Riots took place in Stokes Croft, a cultural quarter of Bristol, on Thursday 21st April 2011 when police attempts to evict squatters from a house served as a lightening rod for popular resentment against a Tesco development in the area.
At 9.15pm last night, Bristol police executed a pre-prepared plan to arrest four individuals. Prior to the operation taking place, Cheltenham Road was closed off. The police released a statement on 22nd April 2011 saying:
“Three people were arrested on suspicion of public order offences and another person on suspicion of threats to cause criminal damage with intent to endanger life.
“Following the operation, which was completed swiftly and effectively, groups of protestors began to gather in Cheltenham Road and surrounding streets in the Stokes Croft area and refused to disperse when asked by police officers.
“As minor fires were started and bottles, bricks and other objects were hurled at police, additional officers were bought in to assist their colleagues.”
According to the police, eight police officers received minor injuries out of a team of 160, which included officers from neighbouring forces.
The operation is believed to have centred around a squat, known locally as “Telepathic Heights”. Eyewitnesses saw ten police vans pull up to the property, which is decorated with murals including one which reads “No Tesco in Stokes Croft”.
Owing to the road blocks on Cheltenham Road and the lack of explanation for proceedings, a crowd gathered and became caught up in proceedings.
Assistant Chief Constable Rod Hansen said:
“Residents have called us to several incidents in the property over the past few days. Yesterday there was a very real threat to the local community from the petrol bombs that were being made and we needed to take positive action.
“The safety of the public is paramount in any situation of this kind and we took the decision to carry out a swift arrest operation, following intelligence received about the criminal intentions of those who were occupying the building,”
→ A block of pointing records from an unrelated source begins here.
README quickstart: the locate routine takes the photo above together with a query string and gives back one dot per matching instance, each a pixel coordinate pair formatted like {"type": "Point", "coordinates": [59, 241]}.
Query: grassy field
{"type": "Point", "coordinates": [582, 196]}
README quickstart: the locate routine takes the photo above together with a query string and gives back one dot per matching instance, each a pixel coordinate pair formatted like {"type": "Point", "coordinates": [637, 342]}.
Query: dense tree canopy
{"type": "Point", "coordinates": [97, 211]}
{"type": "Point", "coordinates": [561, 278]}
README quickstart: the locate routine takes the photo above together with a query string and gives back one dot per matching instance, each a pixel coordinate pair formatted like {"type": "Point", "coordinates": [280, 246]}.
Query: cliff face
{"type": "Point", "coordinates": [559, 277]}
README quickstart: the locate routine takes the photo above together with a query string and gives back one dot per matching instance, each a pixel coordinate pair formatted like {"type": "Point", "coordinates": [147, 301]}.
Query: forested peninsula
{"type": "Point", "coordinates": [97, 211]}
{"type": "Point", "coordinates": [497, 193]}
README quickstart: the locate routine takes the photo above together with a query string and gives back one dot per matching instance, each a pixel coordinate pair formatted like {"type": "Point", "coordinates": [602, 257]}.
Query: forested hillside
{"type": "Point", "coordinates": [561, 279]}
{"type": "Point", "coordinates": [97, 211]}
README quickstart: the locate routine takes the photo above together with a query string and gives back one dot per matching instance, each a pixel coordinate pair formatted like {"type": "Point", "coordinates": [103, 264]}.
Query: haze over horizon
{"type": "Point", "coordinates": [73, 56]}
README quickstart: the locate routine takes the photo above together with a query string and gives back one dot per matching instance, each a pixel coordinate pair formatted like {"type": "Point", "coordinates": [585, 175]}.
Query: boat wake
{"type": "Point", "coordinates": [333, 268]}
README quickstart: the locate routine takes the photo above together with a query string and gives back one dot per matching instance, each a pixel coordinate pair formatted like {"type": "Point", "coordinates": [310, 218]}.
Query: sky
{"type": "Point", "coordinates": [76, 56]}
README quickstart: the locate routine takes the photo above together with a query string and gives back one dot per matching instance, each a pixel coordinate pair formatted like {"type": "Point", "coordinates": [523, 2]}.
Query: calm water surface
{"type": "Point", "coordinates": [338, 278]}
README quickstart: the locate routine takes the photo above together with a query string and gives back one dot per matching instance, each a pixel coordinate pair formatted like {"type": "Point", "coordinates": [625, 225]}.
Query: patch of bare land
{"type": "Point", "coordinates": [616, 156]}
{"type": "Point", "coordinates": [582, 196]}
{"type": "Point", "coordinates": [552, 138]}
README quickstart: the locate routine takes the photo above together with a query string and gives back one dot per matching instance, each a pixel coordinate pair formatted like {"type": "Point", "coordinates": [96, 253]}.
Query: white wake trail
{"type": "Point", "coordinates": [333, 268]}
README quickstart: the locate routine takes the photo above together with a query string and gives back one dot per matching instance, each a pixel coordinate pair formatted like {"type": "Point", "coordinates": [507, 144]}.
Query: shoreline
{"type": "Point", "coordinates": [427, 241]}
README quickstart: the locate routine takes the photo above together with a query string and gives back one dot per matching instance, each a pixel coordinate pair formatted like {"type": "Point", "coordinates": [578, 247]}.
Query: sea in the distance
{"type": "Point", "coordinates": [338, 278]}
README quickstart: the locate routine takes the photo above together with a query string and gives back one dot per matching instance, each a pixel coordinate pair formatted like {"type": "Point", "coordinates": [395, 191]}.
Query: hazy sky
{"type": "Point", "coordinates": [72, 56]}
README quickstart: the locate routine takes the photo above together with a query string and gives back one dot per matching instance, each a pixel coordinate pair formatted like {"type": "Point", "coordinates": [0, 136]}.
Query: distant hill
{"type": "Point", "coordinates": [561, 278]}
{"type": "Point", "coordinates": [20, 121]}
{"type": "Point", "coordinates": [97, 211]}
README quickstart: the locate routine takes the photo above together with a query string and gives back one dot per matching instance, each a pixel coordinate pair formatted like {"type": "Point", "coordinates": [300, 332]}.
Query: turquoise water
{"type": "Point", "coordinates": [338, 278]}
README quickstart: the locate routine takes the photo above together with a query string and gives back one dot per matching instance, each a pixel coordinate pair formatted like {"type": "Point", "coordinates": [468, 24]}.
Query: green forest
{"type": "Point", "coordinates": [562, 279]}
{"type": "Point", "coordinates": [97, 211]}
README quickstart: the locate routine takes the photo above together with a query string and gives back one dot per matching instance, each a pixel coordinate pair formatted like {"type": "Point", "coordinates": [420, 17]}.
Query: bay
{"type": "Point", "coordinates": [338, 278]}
“The fact that we seized petrol bombs illustrates the seriousness of this situation and the reason why we took this positive action.
“When 300 people congregated and a small minority from that group started small fires and throwing bottles, stones and other items at officers, we used well-rehearsed plans, which involved the use of officers from neighbouring forces to control what had become a volatile situation.”
Stokes Croft is a cultural hub within the city of Bristol – a coastal town in the UK. The famed graffiti artist, Banksy, painted mural named the “Mild Mild West” in the area and an activist group known as the People’s Republic of Stokes Croft works to revitalise the area through artwork and music.